サーバーログは探偵のノートのようなもので、多くの手がかりが含まれており、SIP 400 エラーの原因となる具体的な問題を特定するうえで非常に重要です。アクセスできる場合は、エラー発生時刻前後のログを確認してください。リクエストのフォーマットに問題があったのか、認証に失敗したのかが分かります。タイムスタンプを確認して、エラーとリクエストを対応付けましょう。問題が自分側にあるのか、サーバー側にあるのかを判断するのに役立ちます。一般的に明らかになるエラーには、ヘッダーの不正、認証失敗、プロトコルの不一致などがあります。

手順:

  1. ログにアクセスする
    SIP サーバーのログを特定します。一般的な場所:

    • Asterisk: /var/log/asterisk/full
    • FreeSWITCH: /var/log/freeswitch.log
  2. SIP メッセージをフィルタリングする
    特定の SIP Call-ID やエラーコードに関連するログを抽出するため、フィルターを使用します。
  3. キャプチャしたパケットと比較する
    サーバーログと SIP パケットキャプチャを照合し、不一致を特定します。

400 Bad Request – Invalid Contact Header のようなメッセージを含むログは、Contact ヘッダーが正しくフォーマットされていないことを示しています。

ツール

  • Splunk: 高度なログ分析用。
  • カスタムスクリプト: 正規表現を使用して特定のエラーをログから解析します。

 

高度なトラブルシューティング手法

基本的な対処で解決しない場合は、より高度な方法を試す時です。SIPp は SIP 通話をシミュレートできる強力なツールで、解析エラーの特定や、通常の使用では見えにくい問題の発見に最適です。また、隠れた構文ミスを確認するために SIP バリデーター を試すこともできます。それでも不明な場合は、別のデバイスやアプリでテストして、問題が現在の設定に限定されているかどうかを確認してください。これらの方法は少し技術的に見えるかもしれませんが、厄介で見えにくい問題を見つける際には非常に有効です。

テストツールで SIP 解析を検証する

SIPp などのツールを使用して SIP 通話をシミュレートし、解析エラーを特定します。

shell

コードをコピー

sipp -sf scenario.xml -s 1000 192.168.1.10:5060

SIP サーバーでデバッグモードを有効にする

詳細なデバッグのために、SIP サーバーのログ出力レベルを上げます:

  • Asterisk: core set debug 5
  • FreeSWITCH: loglevel 7

 

ベンダーサポートに連絡する

まだ解決できませんか?心配いりません。それがベンダーサポートの役割です。SIP プロバイダーやデバイスメーカーに連絡し、状況を説明してください。すでに試した内容やログを共有しましょう。
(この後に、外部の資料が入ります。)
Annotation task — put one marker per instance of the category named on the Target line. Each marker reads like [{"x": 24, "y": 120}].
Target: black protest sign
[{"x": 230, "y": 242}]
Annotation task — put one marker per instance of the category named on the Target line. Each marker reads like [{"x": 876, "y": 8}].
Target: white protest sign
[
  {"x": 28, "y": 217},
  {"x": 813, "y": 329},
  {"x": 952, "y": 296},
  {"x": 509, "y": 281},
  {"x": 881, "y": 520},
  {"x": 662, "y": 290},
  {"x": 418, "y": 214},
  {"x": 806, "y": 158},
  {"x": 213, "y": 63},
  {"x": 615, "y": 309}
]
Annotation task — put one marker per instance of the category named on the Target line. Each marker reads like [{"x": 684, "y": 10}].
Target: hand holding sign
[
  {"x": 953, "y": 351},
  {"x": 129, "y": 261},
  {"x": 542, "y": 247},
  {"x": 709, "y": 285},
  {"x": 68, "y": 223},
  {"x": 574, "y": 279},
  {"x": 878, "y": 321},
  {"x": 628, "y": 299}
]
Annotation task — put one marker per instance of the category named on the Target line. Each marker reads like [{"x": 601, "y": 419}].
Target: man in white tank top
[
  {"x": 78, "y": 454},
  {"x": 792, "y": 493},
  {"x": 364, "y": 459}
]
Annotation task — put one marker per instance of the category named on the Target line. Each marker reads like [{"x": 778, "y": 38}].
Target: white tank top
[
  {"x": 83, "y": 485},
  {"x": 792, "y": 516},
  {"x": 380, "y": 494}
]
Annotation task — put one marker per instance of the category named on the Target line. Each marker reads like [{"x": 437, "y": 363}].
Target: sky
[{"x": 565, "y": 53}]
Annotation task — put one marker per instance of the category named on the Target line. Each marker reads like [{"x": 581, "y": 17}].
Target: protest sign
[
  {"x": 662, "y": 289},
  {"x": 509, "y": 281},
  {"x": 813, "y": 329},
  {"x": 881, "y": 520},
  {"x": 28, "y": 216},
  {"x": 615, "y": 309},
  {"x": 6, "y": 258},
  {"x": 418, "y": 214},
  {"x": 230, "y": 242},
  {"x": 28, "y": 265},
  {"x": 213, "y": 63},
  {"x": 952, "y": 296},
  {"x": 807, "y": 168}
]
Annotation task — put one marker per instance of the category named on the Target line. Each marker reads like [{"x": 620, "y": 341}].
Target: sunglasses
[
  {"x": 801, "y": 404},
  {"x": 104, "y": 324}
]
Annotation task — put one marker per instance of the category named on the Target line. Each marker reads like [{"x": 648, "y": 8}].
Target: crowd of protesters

提供する情報が多いほど、より早くサポートを受けられます。場合によっては、彼らが以前に対応したことのある問題で、すぐに解決できることもあります。

手順

  1. 次のような関連データを収集します:
    • SIP ログ。
    • パケットキャプチャ。
    • 設定ファイル。
  2. 問題の詳細な説明を含めてサポートチケットを作成します。
  3. 既知のバグ、ファームウェアパッチ、追加の診断情報について更新を依頼します。

 

まとめ

SIP 400 エラーのトラブルシューティングは苛立たしいこともありますが、少しの忍耐と体系的な確認を行えば、ほとんどの場合は小さな修正で解決できることが分かるでしょう。SIP 400 エラーの解決には、ダイヤルパターンや SIP ヘッダーの正確性を確認し、デバイス設定が互換性のために正しく構成されていることを確保し、サーバーログを分析して根本原因を特定することが含まれます。それでも問題が解決しない場合は、詳細な診断情報を添えてベンダーサポートに連絡してください。

一歩ずつ進めていき、必要なときは遠慮せずに助けを求めてください。きっと解決できます。